Are there any such processors which have instructions to bypass the cache?
Asked Answered
G

5

7

Are there any such processors which have instructions to bypass the cache for a specific data? This question also has an answer which suggests that SSE4.2 instructions do bypass the cache. Can somebody enlighten me on that?

Gabbert answered 13/6, 2013 at 17:36 Comment(4)
I am curious: What practical application is there for bypassing the cache? All that comes to mind is improving the predictability of instruction timing. Are there others?Tridimensional
2 cases I commonly encounter are sharing time-sensitive data between threads running on different cores, and writing to memory-mapped registers to interface with other hardware (such as a UART IC)Chervonets
@wallyk: The typical purpose is to prevent cache pollution (e.g. if you're writing a lot of data and don't expect to read any of it "soon", and don't want the data you will need to get pushed out of the cache).Chidester
Yes, many processors provide instructions to bypass cache. See my detailed survey paper on cache bypassing techniques for CPUs, GPUs and CPU-GPU systems. It also discusses benefits, challenges and tradeoffs of bypassing.Nephology
F
6

In general, the caching policy is controlled by the Memory Management Unit (MMU). For each address range, a caching policy is decided upon. These tables are managed by the OS and are available in system space. As a sidebar answer to a question that you may have intended to ask, for architectures that have a cache, there are usually CPU commands available for synchronizing/invalidating/flushing the cache. However, much as the MMU tables, these commands are also available only in system space.
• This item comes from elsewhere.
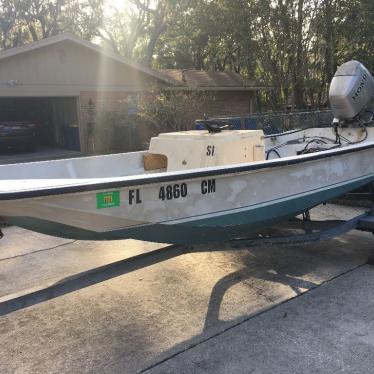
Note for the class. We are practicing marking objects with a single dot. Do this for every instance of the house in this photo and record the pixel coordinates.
(231, 93)
(62, 82)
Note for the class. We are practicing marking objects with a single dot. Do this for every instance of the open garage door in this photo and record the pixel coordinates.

Fatuity answered 13/6, 2013 at 18:29 Comment(1)
Slight clarification; on x86, the clflush instruction (to invalidate a single cacheline) is not privileged. And, as the original poster mentioned, the movnt SSE instructions allow cache-bypassing stores - see #37570 for details.Evilminded
S
2

Are there any such processors which have instructions to bypass the cache for a specific data?

The SuperH family (or at least the SuperH-2) has both implicit and explicit bypassing of its cache memory. This is done by using different areas of the memory address space, rather than through special instructions.
By setting the top 3 bits of an address to 001 you would access a cache-through mirror of the same address with the top 3 bits cleared. And some areas (like memory-mapped I/O registers) are never cached.
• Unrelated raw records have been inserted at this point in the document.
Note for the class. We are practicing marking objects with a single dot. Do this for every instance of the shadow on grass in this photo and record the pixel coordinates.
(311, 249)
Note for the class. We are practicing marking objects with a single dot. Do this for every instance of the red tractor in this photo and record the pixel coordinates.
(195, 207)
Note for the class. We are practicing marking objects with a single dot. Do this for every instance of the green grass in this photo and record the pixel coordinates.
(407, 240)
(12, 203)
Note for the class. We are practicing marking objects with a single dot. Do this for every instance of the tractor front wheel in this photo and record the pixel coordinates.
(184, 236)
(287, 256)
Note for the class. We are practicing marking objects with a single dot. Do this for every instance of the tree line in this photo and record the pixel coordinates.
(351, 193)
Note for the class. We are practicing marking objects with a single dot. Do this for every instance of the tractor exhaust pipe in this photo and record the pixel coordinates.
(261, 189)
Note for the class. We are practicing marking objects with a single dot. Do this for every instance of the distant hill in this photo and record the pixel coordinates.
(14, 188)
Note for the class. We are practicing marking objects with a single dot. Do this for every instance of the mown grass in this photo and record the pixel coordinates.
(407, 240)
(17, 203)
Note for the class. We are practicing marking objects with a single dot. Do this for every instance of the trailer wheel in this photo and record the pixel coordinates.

Song answered 13/6, 2013 at 17:44 Comment(0)
E
2

Altera Nios II architecture has 2 specific instructions ldio and stio for loads/stores that bypass the cache. They're used for memory-mapped IO.

http://www.csun.edu/~glaw/ee525/Lecture03Nios.pdf

Nios II is a soft processor generally used for Altera's FPGA boards and although it can also be licensed for hard ASIC devices but I don't know any commercial CPUs based on this architecture

Electroencephalogram answered 19/9, 2013 at 15:9 Comment(0)
E
2

The SSE cache-bypass store instructions are to avoid polluting the cache when writing to a region that won't be touched again soon. e.g. you don't want to evict data that will be used again.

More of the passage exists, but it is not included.